Hasta que tuve unos, digamos, veinte años, pensé que el mundo de las frutas estaba clausurado a lo nuevo. Las fruteras no eran portadoras de sorpresas y obedecían dóciles al cambio de las estaciones. Manzanas y naranjas, y a veces alguna mandarina para pasar el invierno; uvas, duraznos y peras para refrescar el verano. La banana una constante que no conocía ocasos. Eso parecía ser todo.

Pero un día apareció la novedad e irrumpió con la insolencia propia de su naturaleza.
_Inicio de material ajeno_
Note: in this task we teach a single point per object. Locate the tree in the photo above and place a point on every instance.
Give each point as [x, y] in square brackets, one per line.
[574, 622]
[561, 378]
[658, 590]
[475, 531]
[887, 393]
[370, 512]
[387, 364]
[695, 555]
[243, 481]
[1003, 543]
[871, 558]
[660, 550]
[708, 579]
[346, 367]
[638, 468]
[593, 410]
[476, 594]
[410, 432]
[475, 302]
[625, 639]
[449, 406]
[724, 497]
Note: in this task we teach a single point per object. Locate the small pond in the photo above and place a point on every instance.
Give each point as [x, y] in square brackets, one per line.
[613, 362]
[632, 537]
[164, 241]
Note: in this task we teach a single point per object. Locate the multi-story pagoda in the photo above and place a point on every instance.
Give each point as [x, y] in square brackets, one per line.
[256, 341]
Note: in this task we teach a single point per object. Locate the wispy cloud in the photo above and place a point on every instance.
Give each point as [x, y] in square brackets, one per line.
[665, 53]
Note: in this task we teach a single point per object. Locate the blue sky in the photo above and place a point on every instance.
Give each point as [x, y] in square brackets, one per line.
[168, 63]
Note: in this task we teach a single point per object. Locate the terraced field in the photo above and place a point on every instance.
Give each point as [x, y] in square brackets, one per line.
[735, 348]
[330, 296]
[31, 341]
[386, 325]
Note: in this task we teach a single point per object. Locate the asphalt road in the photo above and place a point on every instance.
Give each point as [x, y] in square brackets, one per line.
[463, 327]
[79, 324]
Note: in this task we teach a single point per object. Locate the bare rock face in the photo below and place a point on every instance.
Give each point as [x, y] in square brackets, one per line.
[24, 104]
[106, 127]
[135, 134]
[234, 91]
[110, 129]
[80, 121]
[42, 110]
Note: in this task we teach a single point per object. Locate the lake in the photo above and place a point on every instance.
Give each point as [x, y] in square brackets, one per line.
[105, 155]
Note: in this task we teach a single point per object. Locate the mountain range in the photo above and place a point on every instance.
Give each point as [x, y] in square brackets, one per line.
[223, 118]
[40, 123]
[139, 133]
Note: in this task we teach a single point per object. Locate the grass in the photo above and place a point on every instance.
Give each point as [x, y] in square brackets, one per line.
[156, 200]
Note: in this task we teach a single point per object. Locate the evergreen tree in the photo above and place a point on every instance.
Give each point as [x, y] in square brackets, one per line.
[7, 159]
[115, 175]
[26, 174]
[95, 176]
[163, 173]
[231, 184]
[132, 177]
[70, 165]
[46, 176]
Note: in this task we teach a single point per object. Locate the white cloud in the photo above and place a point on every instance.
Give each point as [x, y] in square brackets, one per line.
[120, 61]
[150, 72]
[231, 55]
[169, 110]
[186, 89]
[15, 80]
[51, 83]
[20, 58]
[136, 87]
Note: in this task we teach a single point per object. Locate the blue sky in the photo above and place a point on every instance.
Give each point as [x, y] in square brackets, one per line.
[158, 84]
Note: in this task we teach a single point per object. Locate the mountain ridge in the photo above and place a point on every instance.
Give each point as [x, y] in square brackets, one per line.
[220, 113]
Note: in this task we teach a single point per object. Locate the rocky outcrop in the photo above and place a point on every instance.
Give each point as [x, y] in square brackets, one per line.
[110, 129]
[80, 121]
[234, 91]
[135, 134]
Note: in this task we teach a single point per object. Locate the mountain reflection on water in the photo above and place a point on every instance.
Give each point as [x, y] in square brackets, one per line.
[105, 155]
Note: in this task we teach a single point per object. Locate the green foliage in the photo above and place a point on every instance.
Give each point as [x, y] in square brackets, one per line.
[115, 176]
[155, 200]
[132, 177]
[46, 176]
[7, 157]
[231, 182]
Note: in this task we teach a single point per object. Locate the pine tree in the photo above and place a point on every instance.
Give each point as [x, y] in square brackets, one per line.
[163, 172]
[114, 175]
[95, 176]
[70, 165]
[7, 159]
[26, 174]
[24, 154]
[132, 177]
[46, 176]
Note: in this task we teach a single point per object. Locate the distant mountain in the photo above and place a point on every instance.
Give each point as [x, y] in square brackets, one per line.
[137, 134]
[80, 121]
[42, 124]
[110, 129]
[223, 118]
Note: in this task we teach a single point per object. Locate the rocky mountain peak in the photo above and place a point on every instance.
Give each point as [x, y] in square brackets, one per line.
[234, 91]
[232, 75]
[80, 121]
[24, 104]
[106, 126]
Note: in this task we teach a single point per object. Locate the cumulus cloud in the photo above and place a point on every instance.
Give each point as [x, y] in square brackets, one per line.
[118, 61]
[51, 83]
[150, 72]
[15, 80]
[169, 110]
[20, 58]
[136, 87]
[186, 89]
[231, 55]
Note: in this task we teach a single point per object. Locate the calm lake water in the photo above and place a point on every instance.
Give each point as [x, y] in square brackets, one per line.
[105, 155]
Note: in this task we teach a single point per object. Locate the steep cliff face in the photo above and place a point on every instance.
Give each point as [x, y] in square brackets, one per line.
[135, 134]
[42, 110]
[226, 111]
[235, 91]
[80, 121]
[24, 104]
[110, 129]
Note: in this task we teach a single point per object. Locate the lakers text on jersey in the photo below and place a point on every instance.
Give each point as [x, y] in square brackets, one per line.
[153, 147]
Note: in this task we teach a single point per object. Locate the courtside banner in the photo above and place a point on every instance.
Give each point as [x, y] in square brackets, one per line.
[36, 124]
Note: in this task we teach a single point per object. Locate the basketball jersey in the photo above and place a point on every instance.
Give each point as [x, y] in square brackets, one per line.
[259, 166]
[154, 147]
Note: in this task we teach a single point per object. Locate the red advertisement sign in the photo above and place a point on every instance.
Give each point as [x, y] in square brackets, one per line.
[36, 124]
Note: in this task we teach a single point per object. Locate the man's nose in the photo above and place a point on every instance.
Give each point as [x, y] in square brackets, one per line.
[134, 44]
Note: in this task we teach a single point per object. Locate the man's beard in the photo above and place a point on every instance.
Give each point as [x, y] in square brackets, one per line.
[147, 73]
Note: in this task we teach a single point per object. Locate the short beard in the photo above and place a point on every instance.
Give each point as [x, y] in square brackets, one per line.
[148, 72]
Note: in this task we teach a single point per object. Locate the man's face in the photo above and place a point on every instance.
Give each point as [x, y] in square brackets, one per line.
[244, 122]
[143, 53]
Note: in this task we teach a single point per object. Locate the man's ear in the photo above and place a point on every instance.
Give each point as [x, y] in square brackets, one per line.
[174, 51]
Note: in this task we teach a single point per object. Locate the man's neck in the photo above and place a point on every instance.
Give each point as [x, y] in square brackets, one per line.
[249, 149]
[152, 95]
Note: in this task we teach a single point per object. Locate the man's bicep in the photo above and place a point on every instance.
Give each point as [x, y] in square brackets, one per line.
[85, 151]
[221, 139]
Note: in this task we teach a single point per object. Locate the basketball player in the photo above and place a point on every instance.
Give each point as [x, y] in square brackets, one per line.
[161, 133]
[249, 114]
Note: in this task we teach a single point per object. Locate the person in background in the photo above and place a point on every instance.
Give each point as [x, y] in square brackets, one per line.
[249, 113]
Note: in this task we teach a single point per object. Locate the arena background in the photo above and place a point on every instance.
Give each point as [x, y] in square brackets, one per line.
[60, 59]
Lo nuevo trae aparejado un ineludible efecto desestabilizador que se abate sobre la comodidad de lo conocido. Lo extraño no puede causar otra cosa que extrañeza. Como la aparición de los españoles de Cortés, con sus armaduras de chapa, que causaron un desconcierto fatal en los de confundidos súbditos de Moctezuma. La novedad enciende los temores más recónditos en los espíritus conservadores.

Su aspecto resultaba sospechoso, sobre todo por que aquello no parecía una fruta. Era más bien el torso de un pequeño pájaro descuartizado con esmero para que no quedaran rastros de extremidades pretéritas. Y de allí extrajo su nombre, kiwi, que es más un sobrenombre que imita el nombre de un ave exótica. Incluso hoy, que ya es un habitante familiar a la hora del postre, me parece percibir cuando lo agarro, un latido en la palma de mi mano incrédula, como un temblor que recuerda un ancestral pasado de pájaro.


Romper años de monotonía era un desafío complejo. Me imagino la desconfianza de las restantes habitantes de la frutera por este nuevo intruso peludo de color incierto. Créanlo o no, hay racismo entre las frutas. Sin embargo, las reticencias quedaron atrás el día que alguien lo liberó de su envoltorio velloso y para sorpresa de todos apareció ese verde que parece iluminado como si una fuente de luz estuviera en su interior. Quién sabe, el asombro pudo trocarse en la malsana envidia de una mandarina celosa. Una cosa está clara, tuvo que hacerse bien de abajo el kiwi.

Lo nuevo trae también aparejado dificultades técnicas, propias de todo aquello que no está domesticado con la cultura, que es hija del hábito. Todavía hoy el modo de comerlo no presenta una tendencia definida. Pelarlo es un problema, ya que su cáscara es sorprendentemente fina, más de lo que su aspereza podría sugerir, y la lubricación excesiva que produce su jugo dificulta la maniobra. Hay amplias posibilidades de resbalones entre los dedos, salpicaduras y el más temido bote a tierra. Yo aplico el sistema, que podríamos llamar “tipo palta”, de un violento corte ecuatorial, para luego proceder a la extracción de la pulpa a punta de cuchara. Es un método violento y poco elegante, pero efectivo. Lo aconsejo.

Su procedencia nos acerca a un país insulso que lleva la novedad en su nombre y que es conocido sobre todo por sus gigantescos y primitivos hombres de negro completo. Sin embargo, su origen real está, parece, a los pies del Himalaya, y esto fortalece su leyenda, ya que nunca es fácil crecer bajo la mirada de un gigante. Se lo llamó “yang-tao” que significa con extrema simpleza denotativa: uva china. Su nombre oficial, Actinidia deliciosa, le da la prestancia que siempre regala el latín. En él se encierra la promesa que trae lo nuevo, en cuanto somos capaces de vencer los temores que su llegada nos produce. La delicia que enuncia, pocas veces defrauda.